FOR IMMEDIATE RELEASE
Thursday, June 30, 2005

Contact: HHS Press Office
(202) 690-6343

Statement by Mike Leavitt, Secretary of Health and Human Services
Regarding the Health Information Technology Bills of Senators Enzi, Kennedy, Baucus, and Grassley

American businesses and families are clamoring for lower health care costs. Health care expenditures currently comprise approximately 15 percent of our gross domestic product (GDP), and, within a decade, could reach as high as 19 percent of GDP. We cannot sustain health care taking an ever bigger bite out of our paychecks every year.

And it's not just our pocketbooks -- it's our lives. Medical errors kill 44,000 to 98,000 Americans every year in hospitals. Every day that we delay, more lives are lost.

Our nation has an economic and a humanitarian imperative to transform health care as we know it. A critical ingredient in this transformation is our efforts to meet President Bush's national goal for most Americans to have electronic health records within ten years.
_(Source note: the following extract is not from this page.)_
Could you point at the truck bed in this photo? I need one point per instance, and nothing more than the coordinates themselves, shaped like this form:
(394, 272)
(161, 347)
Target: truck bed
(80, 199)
Electronic health records will lower costs, improve quality and reduce medical errors.

Earlier this month, I announced the American Health Information Community, a public-private advisory committee that will recommend specific actions that will accelerate the adoption of health information technology. The community provides a collaborative forum for interests in and outside the federal government to help us meet the national goal for health IT standards and interoperability. I welcome the interest of Senators Mike Enzi, Ted Kennedy, Max Baucus and Chuck Grassley, who are introducing bills on this topic, and I look forward to working with them as we work to make electronic health records a reality.